The myth that vaccines cause autism began in 1998, when a doctor who has since been formally stripped of his medical license published a fraudulent study that showed a link between vaccines and autism as well as autism spectrum disorder. That doctor was found guilty of falsifying the results and the study was completely retracted by the original journal that had been duped into publishing it.

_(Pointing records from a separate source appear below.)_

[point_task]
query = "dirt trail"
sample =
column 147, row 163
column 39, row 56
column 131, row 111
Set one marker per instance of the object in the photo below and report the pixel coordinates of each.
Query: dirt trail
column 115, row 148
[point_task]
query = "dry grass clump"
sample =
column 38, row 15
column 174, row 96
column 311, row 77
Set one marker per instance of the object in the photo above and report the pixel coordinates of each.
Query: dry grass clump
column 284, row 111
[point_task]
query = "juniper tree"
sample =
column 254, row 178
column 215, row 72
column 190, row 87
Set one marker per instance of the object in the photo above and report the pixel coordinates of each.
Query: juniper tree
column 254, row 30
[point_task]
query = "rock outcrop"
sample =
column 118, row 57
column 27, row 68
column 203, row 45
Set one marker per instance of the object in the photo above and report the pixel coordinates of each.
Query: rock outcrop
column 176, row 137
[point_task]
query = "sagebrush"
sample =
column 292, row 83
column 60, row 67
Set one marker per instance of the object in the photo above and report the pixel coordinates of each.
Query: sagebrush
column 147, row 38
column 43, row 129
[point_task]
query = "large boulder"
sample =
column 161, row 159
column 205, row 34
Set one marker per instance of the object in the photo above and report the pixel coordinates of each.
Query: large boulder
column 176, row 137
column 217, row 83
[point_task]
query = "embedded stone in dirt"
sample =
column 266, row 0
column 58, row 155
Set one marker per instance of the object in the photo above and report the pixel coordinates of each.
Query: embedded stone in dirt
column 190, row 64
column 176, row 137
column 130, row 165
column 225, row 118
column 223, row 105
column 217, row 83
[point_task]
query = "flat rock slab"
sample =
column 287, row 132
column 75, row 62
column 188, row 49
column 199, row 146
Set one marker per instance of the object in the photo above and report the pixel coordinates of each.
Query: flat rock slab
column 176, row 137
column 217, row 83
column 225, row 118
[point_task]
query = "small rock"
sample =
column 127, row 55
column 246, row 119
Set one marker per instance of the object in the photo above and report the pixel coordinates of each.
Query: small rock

What’s more, say researchers, the new meta analysis on over a million kids shows not only no link between vaccines and autism, but it actually shows a reduced risk of autism in children who have gotten the measles, mumps and rubella vaccine, also called the MMR vaccine. The study was massive and very well-controlled, even examining each of the sub-studies and evaluating them for possible bias. Additionally, the authors of the new study state that they have no conflicts of interest and are objective observers. The study has been published in the peer-reviewed journal Vaccines. Despite these findings, one out of four parents still believes that vaccines can cause autism and a host of other health complaints.

Celebrities like Jenny McCarthy, Alicia Silverstone and Kristin Cavalari have done much to promote the idea that parents should not vaccinate their children. McCarthy, in particular, has been vocal in her anti-vaccine stance and says that she believes her son’s diagnosis of autism was due to the vaccines he received.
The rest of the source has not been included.